発売当時の「No.79(みやじま)」の造形はそのままに、座り心地や使い勝手をアップグレード。張地バリエーションやた材種・塗装色も現代のライフスタイルに合わせ変更され、「オークフレームチェア」シリーズに新たな息吹が吹き込まれました。

「天然木の風合いをいかしたナチュラルな塗装」「美しいアームトップの仕上げ」「外からボルトが見えないデザイン」等、熟練の職人の技術で美しく、機能的なデザインに仕上げられたオークフレームチェア。
グッドマン氏によって持ち込まれた「DA-1」の遺伝子も引継ぎ、4本のボルトをとめるだけで、女性でも簡単に組み立てが出来る「ノックダウン式」の姿も変わりません。

また、再編集された「マルニ60」ブランドには、1960年代当時にはなかったテーブルやダイニングチェアなどのアイテムも追加し、古びることのないスタンダードなデザインは多くのファンを増やし続ける商品ラインナップとなっています。

流行に流されないものづくりの姿勢

1960年代を中心に生まれたシンプルで普遍的なデザインとその商品に込められた作り手の想いや歴史。 長い長い時間を経て、私たちの暮らしは多様化し大きく変化を遂げたものの、「住む」「インテリアを楽しむ」といった基本的な行為はいつの時代も変わりません。

決まった様式にとらわれず、自由な組み合わせを楽しめるオークフレームチェアは、多くの人々が限られたスペースを要される都会に住む現代だからこそ、必要な家具と言えるのではないでしょうか。

最早くつろぐだけのソファに留まらず、構造やクッションの質にこだわり座り心地が良いのはもちろんのこと、昭和3年から続く歴史を引き継いだ、名作チェアといっても過言でないストーリーを味わえるマルニ60 オークフレームチェア。

時代を経て何らかの理由で製造中止や廃番になったものの中には、普遍的な価値を持っているものも少なくありません。
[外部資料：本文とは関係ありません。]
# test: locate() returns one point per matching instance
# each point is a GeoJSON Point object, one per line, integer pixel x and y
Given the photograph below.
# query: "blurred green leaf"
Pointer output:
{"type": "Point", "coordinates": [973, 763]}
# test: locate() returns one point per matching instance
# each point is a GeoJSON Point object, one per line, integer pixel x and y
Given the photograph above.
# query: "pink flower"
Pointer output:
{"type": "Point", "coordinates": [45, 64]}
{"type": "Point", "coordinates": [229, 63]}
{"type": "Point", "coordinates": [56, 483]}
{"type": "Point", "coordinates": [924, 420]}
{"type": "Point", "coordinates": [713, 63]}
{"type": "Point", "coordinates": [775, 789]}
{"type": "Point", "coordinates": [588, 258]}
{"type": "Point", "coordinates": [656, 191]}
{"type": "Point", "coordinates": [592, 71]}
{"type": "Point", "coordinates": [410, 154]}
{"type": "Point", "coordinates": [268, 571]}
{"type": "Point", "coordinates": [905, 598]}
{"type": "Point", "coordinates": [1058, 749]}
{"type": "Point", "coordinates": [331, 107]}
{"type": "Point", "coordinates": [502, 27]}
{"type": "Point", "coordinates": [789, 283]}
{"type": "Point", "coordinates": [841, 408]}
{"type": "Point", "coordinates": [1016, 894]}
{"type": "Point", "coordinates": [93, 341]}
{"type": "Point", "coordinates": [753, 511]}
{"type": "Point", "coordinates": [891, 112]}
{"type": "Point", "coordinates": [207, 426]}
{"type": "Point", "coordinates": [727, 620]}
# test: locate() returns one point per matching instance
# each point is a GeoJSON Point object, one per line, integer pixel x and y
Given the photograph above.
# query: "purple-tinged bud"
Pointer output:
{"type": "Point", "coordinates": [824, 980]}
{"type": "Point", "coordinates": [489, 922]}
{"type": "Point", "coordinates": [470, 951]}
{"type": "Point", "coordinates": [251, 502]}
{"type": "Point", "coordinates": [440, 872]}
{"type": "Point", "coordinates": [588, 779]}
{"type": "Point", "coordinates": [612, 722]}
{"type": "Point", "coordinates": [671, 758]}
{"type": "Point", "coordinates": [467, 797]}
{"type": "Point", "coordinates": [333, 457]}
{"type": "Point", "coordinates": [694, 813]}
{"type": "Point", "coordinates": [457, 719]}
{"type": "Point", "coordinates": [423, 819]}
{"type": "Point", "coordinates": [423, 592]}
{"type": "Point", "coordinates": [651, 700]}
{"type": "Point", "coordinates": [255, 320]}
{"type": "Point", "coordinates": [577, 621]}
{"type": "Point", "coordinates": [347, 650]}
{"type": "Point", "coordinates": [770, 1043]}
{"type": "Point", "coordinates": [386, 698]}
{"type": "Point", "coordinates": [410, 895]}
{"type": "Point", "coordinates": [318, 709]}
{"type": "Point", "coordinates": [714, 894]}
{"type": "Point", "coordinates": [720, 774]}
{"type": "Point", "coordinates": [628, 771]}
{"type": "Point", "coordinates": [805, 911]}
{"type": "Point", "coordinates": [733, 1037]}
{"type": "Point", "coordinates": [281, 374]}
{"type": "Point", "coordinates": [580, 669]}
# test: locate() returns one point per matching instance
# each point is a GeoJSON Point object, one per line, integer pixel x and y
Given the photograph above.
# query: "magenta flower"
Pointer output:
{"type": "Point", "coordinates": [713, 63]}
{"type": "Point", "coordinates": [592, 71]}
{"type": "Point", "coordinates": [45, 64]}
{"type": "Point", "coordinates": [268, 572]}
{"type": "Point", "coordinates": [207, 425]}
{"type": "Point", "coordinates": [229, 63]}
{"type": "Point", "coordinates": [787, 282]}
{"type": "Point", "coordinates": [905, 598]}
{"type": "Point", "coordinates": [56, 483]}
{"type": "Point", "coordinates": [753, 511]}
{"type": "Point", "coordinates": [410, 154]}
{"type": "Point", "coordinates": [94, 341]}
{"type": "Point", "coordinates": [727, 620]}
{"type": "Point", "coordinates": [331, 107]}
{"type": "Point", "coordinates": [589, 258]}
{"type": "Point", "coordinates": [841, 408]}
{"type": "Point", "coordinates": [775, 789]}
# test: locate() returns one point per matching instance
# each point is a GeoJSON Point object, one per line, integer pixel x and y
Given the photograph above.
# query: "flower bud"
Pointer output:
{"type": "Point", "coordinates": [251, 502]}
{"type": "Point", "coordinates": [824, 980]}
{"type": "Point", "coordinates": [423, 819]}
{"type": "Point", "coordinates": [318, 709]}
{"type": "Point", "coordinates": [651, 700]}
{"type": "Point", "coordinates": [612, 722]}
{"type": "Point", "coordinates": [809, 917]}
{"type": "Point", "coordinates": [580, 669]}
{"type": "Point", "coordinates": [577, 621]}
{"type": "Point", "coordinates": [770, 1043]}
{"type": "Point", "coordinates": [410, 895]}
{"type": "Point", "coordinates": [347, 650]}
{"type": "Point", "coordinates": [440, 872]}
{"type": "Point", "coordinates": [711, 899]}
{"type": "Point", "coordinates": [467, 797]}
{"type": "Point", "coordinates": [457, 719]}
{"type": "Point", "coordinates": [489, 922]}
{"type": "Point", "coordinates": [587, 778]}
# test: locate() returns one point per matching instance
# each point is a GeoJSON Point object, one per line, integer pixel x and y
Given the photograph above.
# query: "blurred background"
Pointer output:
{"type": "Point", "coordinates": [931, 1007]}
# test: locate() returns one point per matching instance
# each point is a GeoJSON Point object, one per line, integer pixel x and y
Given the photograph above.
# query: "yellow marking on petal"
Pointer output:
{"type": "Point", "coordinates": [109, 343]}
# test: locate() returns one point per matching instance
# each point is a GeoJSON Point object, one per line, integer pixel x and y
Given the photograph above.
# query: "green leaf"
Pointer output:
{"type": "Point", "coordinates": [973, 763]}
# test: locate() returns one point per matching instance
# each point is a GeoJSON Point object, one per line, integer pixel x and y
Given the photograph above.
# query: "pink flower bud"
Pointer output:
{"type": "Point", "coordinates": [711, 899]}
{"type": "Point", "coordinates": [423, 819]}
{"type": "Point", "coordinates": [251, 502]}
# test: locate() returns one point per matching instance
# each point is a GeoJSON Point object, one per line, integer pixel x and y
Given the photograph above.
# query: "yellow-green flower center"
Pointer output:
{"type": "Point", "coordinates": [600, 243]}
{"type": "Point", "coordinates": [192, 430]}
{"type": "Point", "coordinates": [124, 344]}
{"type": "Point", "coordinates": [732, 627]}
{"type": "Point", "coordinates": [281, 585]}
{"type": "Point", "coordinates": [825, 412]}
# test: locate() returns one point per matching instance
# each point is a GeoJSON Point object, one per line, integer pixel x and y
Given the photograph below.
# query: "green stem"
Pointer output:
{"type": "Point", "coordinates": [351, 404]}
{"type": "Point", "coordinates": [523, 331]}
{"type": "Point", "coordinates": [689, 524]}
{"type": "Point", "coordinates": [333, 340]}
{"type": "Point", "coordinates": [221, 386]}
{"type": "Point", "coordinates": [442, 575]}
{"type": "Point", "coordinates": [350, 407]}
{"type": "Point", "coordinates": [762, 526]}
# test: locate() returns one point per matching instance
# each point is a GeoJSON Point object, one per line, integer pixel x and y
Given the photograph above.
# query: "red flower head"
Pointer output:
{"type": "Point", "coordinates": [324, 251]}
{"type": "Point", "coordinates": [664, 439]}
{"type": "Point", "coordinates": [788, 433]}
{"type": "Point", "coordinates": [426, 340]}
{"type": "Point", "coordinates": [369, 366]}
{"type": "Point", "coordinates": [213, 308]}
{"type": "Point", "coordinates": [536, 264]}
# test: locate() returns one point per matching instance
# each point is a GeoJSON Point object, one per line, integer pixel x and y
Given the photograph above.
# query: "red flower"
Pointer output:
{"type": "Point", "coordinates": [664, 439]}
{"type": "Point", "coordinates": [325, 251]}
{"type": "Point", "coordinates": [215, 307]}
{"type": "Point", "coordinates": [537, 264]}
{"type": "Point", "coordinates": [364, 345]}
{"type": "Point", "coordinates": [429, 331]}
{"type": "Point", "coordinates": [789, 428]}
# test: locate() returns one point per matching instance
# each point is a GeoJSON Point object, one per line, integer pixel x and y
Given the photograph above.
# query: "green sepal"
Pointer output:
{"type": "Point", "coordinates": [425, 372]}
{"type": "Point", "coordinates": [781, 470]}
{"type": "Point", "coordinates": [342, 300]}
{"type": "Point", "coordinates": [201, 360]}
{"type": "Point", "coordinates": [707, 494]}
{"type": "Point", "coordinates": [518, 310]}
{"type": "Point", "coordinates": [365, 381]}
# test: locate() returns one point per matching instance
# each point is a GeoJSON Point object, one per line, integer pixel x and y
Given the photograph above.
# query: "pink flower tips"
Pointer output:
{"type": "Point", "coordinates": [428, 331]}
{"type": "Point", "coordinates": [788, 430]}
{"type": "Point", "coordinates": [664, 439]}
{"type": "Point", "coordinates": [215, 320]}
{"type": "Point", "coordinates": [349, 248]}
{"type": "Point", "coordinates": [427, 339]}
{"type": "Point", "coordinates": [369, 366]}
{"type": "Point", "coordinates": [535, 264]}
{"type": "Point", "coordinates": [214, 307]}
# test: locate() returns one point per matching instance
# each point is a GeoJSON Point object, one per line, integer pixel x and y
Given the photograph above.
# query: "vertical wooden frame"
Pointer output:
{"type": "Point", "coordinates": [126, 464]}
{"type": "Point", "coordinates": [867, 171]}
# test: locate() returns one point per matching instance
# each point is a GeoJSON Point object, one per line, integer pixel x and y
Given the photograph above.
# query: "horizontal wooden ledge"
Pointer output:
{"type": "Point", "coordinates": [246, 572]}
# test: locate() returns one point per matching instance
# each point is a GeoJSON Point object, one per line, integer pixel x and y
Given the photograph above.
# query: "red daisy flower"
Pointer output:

マルニ60は、そのような価値を持ったアイテムを復刻するとともに、当時は存在しなかった今の時代にも適応するプラスαのアイテムを付加することで構成されています。

マルニ60はこれからも、流行に流されないものづくりの姿勢と、原点である創業者の想いと情熱を持ち続けると同時に、遊び心や楽しさという視点も忘れず、豊かな生活に繋がるような挑戦を続けています。